2026 National Gun Buyback Program
- Date: 19 December 2025 (announced)
- Location: Australia;
- Type: Gun buyback program
- Motive: Response to the 2025 Bondi Beach shooting
- Target: Surplus, newly banned and illegal firearms
- Organised by: Federal government in partnership with state and territory governments

= 2026 Australia gun buyback program =

Proposed public safety initiative in Australia

On 19 December 2025, Australian prime minister Anthony Albanese announced a proposed national gun buyback program following a terrorist attack at Bondi Beach in Sydney, New South Wales on 14 December 2025.

== Background ==
In 1996, following the Port Arthur massacre, a buyback program was put in place. The program saw the collection of more than 650,000 newly prohibited firearms. During the two years when the program was carried out, 1996 and 1997, the percentage of homicide rates dropped the most in any two-year timeframe in Australia between 1915 and 2004, although the rates increased slightly in 1997, and peaked in 1999 but have declined since 2007.

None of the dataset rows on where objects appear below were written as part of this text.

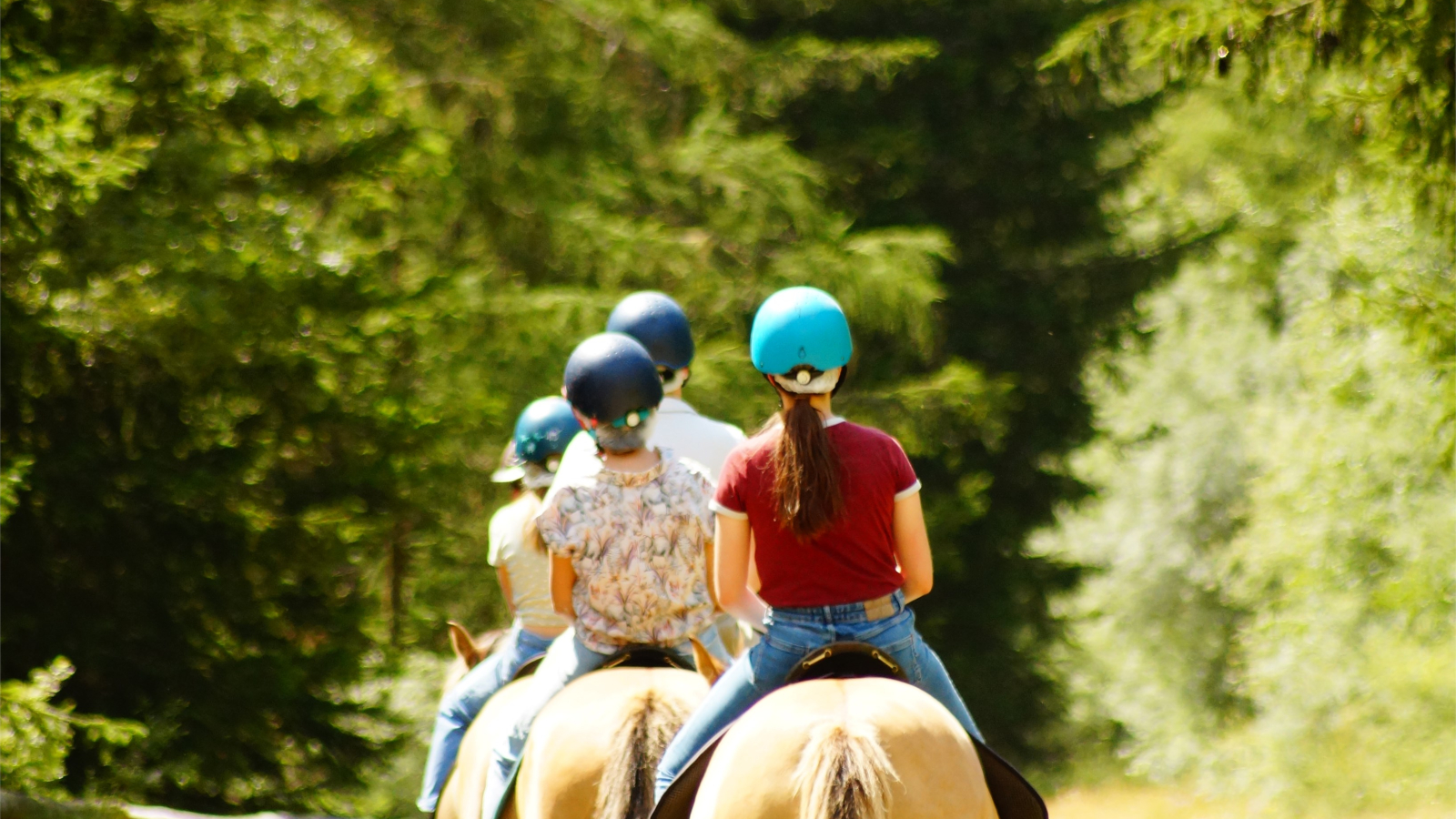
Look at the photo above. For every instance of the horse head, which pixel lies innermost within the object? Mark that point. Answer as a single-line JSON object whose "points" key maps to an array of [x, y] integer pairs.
{"points": [[468, 651]]}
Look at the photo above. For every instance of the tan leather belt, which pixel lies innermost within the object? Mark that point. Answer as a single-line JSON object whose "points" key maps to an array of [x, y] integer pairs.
{"points": [[880, 608]]}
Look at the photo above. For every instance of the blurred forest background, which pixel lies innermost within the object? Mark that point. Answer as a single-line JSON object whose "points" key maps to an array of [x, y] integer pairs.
{"points": [[1158, 295]]}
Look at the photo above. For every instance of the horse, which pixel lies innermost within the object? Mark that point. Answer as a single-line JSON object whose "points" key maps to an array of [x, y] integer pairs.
{"points": [[861, 748], [593, 749]]}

On 14 December 2025, a mass shooting occurred at Bondi Beach during a Hanukkah celebration with two gunmen allegedly killing fifteen people and injuring forty. The fifteen victims were aged between 10 and 87. One of the gunmen had a firearms licence and was the registered owner of six firearms.

== New state and territory firearms laws ==
On 15 December 2025, at a National Cabinet meeting, all the state and territory governments agreed to strengthen firearms laws in the wake of the mass shooting. The federal government proposes that state and territory governments agree to ambitious new firearm law reforms no later than March 2026, and that reforms are legislated no later than 1 July 2026.

== Buyback funding ==
The federal government will introduce legislation to support funding the buyback. The cost of the buyback, which is expected to collect hundreds of thousands of firearms, will be split between the federal government and with the state and territory governments. On 20 January, the federal parliament passed laws to establish the funding scheme for the buyback.

== Collection of prohibited firearms ==
The federal government proposes that states and territories be responsible for the collection, processing and payment to individuals for surrendered firearms. The Australian Federal Police will be responsible for the destruction of surrendered firearms.

=== Implementation ===
New South Wales Premier Chris Minns has announced plans to begin the buyback program there on 2 November 2026, with individuals being eligible for up to $1,000 AUD per firearm surrendered. The state also prohibits any individual from owning more than 4 firearms in the wake of the aforementioned Bondi Beach shooting.